Cependant, sous la cloche de mon appareil, rien ne paraît. Il est inutile d'attendre davantage, la saison est trop avancée. Je démonte le pylone. La mère est morte ; elle est même fort délabrée, indice d'une fin déjà vieille. Je la trouve dans le haut de la galerie verticale, non loin de l'orifice.
Cette position semble indiquer que, ses travaux terminés, la mère remontait pour périr au dehors comme l'avait déjà fait le père. Une brusque et finale défaillance l'avait saisie en chemin, presque sur le seuil de sa porte. Je m'attendais à mieux ; je me figurais qu'elle sortirait en compagnie de ses fils : la vaillante méritait de voir sa famille dans les liesses des derniers beaux jours de l'année.
Je ne renonce pas à cette idée. Si la mère n'est pas sortie avec les siens, il doit y avoir, et il y a en effet, on va le voir, des raisons majeures. Tout au fond de la colonne sablonneuse, dans la partie où la fraîcheur se maintient le mieux, à la faveur de la terre du grand vase fréquemment arrosé, se trouvent huit saucisses, huit conserves excellemment travaillées en pâte fine. Elles sont groupées en divers étages, à proximité, toutes communiquant avec le couloir principal à l'aide d'un court vestibule. Chacune de ces conserves étant la ration d'un ver, le total de la nitée est donc de huit. Cette famille restreinte était prévue. Lorsque l'éducation est dispendieuse, les mères, sagement, limitent leur fécondité.
L'imprévu est ceci : les cylindres, nourriciers ne contiennent pas d'adulte, ni même de nymphe : ils ne renferment que des larves, luisantes de santé d'ailleurs et grossies presque au degré que réclame la nymphose.

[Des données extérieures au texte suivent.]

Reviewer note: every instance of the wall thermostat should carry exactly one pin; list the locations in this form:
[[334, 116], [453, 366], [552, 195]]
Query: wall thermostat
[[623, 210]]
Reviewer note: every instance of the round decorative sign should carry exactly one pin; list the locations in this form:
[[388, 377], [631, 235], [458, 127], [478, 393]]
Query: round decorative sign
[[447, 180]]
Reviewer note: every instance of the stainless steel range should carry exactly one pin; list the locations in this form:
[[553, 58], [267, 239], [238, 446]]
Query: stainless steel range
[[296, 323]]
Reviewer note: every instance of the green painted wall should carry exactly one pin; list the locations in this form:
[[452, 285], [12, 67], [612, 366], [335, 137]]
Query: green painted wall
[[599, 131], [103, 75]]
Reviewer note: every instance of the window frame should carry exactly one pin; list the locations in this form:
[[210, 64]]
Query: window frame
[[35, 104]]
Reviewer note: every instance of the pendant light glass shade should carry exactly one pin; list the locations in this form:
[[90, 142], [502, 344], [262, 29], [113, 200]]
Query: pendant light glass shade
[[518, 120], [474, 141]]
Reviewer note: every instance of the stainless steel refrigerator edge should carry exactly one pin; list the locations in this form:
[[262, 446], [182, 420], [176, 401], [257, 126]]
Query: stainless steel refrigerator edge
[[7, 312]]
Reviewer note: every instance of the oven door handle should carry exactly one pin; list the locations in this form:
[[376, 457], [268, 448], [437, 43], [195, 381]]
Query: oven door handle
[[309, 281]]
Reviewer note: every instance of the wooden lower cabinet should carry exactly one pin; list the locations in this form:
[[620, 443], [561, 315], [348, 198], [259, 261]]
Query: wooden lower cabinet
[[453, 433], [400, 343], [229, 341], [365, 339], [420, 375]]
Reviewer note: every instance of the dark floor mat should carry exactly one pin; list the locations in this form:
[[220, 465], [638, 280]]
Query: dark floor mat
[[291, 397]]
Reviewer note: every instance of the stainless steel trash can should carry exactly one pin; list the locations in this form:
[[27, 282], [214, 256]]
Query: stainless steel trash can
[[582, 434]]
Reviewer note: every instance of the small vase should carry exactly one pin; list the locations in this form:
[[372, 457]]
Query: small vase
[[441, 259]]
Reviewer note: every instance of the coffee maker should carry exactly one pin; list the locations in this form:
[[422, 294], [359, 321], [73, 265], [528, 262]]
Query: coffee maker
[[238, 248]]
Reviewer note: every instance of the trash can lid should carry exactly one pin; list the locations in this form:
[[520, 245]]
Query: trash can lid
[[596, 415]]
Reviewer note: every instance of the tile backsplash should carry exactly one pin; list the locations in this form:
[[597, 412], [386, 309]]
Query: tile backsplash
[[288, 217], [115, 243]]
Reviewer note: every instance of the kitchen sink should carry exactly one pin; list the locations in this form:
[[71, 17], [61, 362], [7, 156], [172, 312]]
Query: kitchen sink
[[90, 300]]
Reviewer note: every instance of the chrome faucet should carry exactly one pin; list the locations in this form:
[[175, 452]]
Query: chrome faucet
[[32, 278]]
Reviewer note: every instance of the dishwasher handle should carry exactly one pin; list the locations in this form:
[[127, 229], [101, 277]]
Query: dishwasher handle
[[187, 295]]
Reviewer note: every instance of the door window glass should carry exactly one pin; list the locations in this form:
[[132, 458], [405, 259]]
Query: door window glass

Ce retard de l'évolution est fait pour étonner, à une époque où la génération nouvelle est adulte, quitte le manoir natal et commence à forer les terriers d'hivernage. La surprise de la mère Minotaure doit avoir dépassé la mienne. Lassée d'attendre les fils, elle s'est décidée à partir seule avant l'épuisement complet de ses forces, afin ne pas encombrer la cheminée d'ascension. Une convulsion, due à l'inexorable toxique de l'âge, l'a terrassée presque sur le seuil de la demeure.
La cause de cette anormale prolongation de l'état larvaire m'échappe. Peut-être convient-il de l'attribuer à quelque défaut d'hygiène de l'appareil éducateur. Tous mes soins, évidemment, n'ont pu réaliser en plein les conditions de bien-être que les vers auraient trouvé dans les moiteurs d'un sol profond, illimité. Au sein d'un étroit prisme de sable, trop influencé par les variations de température et d'hygrométrie, l'alimentation ne s'est pas faite avec l'habituel appétit, et de ce fait la croissance a perdu en rapidité. Après tout, ces larves tardives ont excellent aspect. Je m'attends à les voir se transformer à la fin de l'hiver. Semblables aux jeunes pousses dont l'évolution est suspendue par l'inclémence de la saison, elles attendent le stimulant du renouveau.
source : Souvenirs entomologiques, Jean-Henri FABRE, 1907, Xème Série, Chapitre 3.